6 lat po przeszczepie serca Kacper walczy o życie. – Kilka tygodni temu doszło do nagłego zatrzymania krążenia i ostrego odrzutu przeszczepu. Bałam się o życie syna. Wiedziałam, że ułamek sekundy może zaważyć na jego całej przyszłości, na jego życiu – mówi jego mama. Kacper zaintubowany znów walczy na oddziale intensywnej terapii. Jest w krytycznym stanie!

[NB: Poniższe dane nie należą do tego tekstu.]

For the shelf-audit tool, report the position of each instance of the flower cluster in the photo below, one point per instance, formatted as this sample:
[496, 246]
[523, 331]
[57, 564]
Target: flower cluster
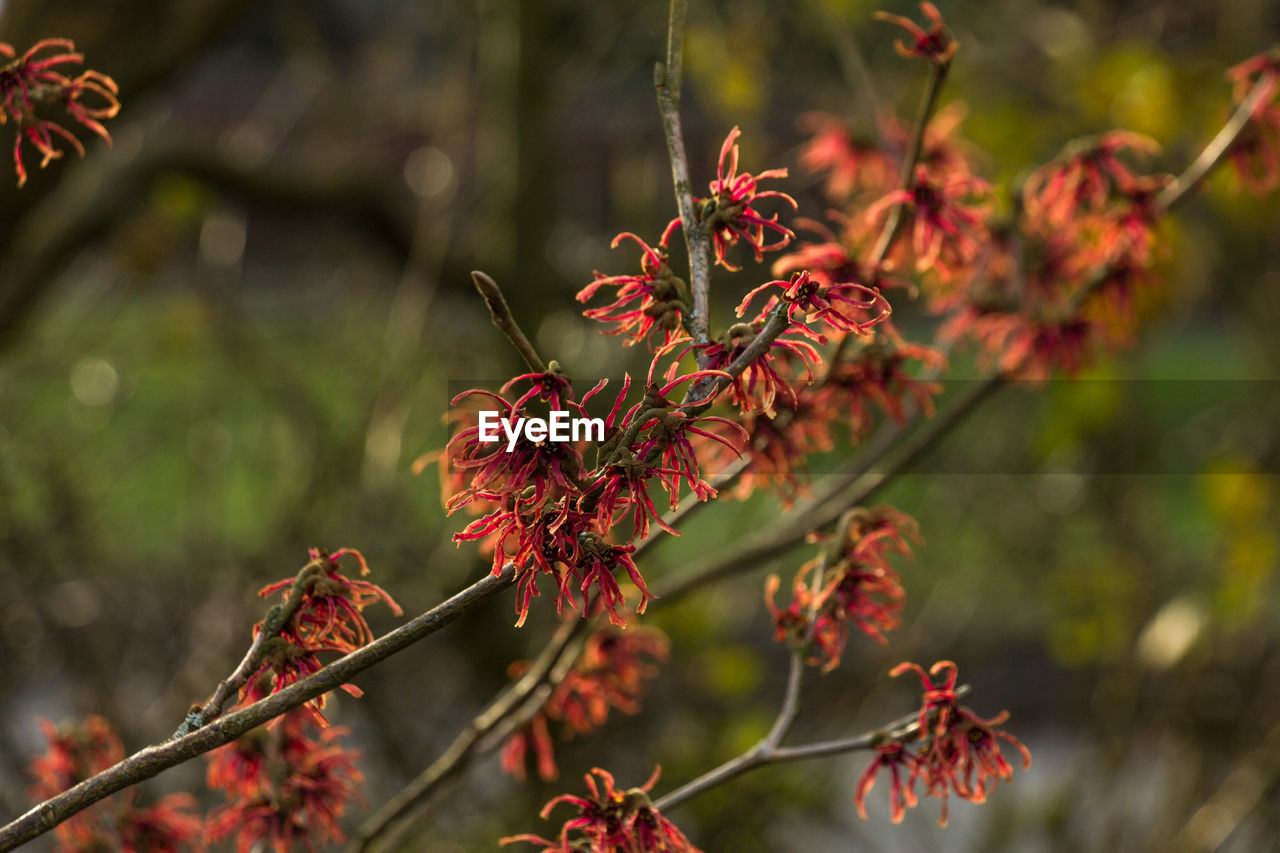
[955, 749]
[611, 821]
[77, 752]
[609, 675]
[932, 45]
[320, 611]
[841, 306]
[547, 514]
[286, 785]
[850, 583]
[33, 81]
[1089, 227]
[656, 299]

Na pozór Kacper wygląda jak zdrowy chłopak. Niestety, spokój i bezpieczeństwo to tylko złudzenie. – Mój syn potrzebuje leków, które będą trzymać jego zdrowie w ryzach już zawsze. Dla nas nie jest to tymczasowe rozwiązanie, a wizja kolejnych miesięcy i lat pod opieką specjalistów, choć zapewnia bezpieczeństwo, to jednak budzi nasze przerażenie. Głównie ze względu na to, że pielęgnacja zdrowia naszego syna to ogromne koszty. Tak duże, że już sami nie jesteśmy w stanie sprostać temu wyzwaniu – mówi Kamila, mama Kacpra. Lekarze myślą o retransplantacji serca u chłopca.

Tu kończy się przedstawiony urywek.